One way a diagnostic team has tested R. is by giving him the TAPS (Test of Auditory-Perceptual Skills). To diagnose CAPD, the audiologist will administer a series of tests in a sound treated room, which will be the next way R. is tested. These tests require the individual to listen and attend to a variety of signals and to respond to them by repetition, pushing a button, or ect. However, even though the diagnostic team has been testing R. for CAPD an official diagnosis can not be administered until he is seven, which will be in seven months. The tests require the age of seven because of the variability in brain function of younger children. But starting the testing early will give us a better idea of what direction we should be going in treating him.

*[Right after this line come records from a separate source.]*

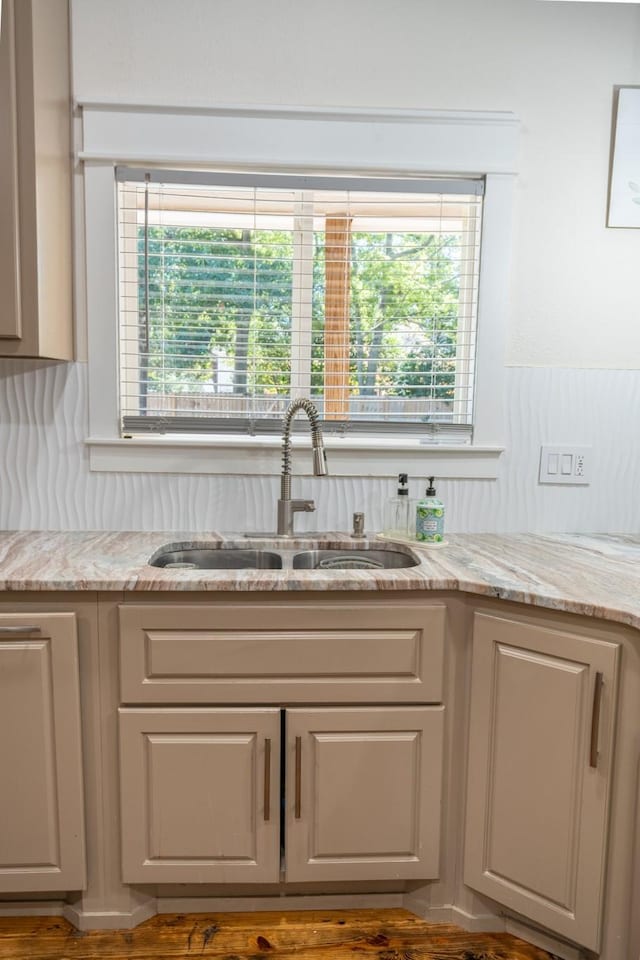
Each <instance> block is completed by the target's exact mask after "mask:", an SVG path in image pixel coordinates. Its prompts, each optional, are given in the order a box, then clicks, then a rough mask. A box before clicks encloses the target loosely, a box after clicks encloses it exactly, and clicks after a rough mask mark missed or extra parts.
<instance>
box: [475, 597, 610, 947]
mask: <svg viewBox="0 0 640 960" xmlns="http://www.w3.org/2000/svg"><path fill="white" fill-rule="evenodd" d="M618 654H619V645H618V644H616V643H607V642H604V641H602V640H593V639H591V638H590V637H588V636H582V635H580V634H579V633H574V632H570V631H568V630H563V629H560V628H558V629H554V628H551V627H549V626H545V625H541V624H536V623H531V622H526V621H525V620H519V619H517V618H514V619H512V618H509V617H506V616H504V617H502V616H492V615H486V614H484V613H480V612H476V613H475V615H474V623H473V661H472V681H471V715H470V726H469V756H468V787H467V817H466V838H465V865H464V866H465V873H464V875H465V882H466V883H467V884H468V885H469V886H470V887H472V888H473V889H475V890H477V891H479V892H480V893H483V894H486V895H487V896H489V897H491V898H493V899H494V900H496V901H497V902H498V903H500V904H502V905H504V906H505V907H508V908H510V909H511V910H513V911H515V912H517V913H518V914H519V915H521V916H522V917H525V918H528V919H529V920H532V921H534V922H536V923H538V924H540V925H542V926H543V927H545V928H547V929H548V930H551V931H554V932H555V933H558V934H560V935H561V936H563V937H566V938H567V939H569V940H571V941H573V942H575V943H578V944H580V945H582V946H584V947H587V948H589V949H591V950H594V951H597V950H598V949H599V941H600V922H601V916H602V905H603V892H604V875H605V855H606V838H607V822H608V804H609V793H610V784H611V770H612V750H613V736H614V717H615V707H616V684H617V663H618Z"/></svg>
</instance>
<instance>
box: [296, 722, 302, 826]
mask: <svg viewBox="0 0 640 960" xmlns="http://www.w3.org/2000/svg"><path fill="white" fill-rule="evenodd" d="M295 804H296V808H295V818H296V820H299V819H300V817H301V816H302V812H301V811H302V737H296V800H295Z"/></svg>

Even though the results of the tests have not yet been given, we have started to work on compensatory strategies. These strategies consist of assisting listeners in strengthening central resources such as following directions, memory, and attention skills. An example of the memory skills we have worked on is having R. repeat a series of numbers or words given verbally by the clinician. The following directions part of therapy is also given verbally. However, it is important to understand that there is no “sure-fire” cure for CAPD and different strategies may work well for one client and not for another.

Teri James Bellis, Ph.D., CCC-A (2007). Understanding Auditory Processing Disorders in Children. Retrieved October 16,2007, from http://www.asha.org/public/hearing/disorders/understand-apd-child.htm

Friday, August 17, 2007

This is orientation for SPA. It has been a very full day and a lot of information to take in. However, this is my test run and I hope it is ok.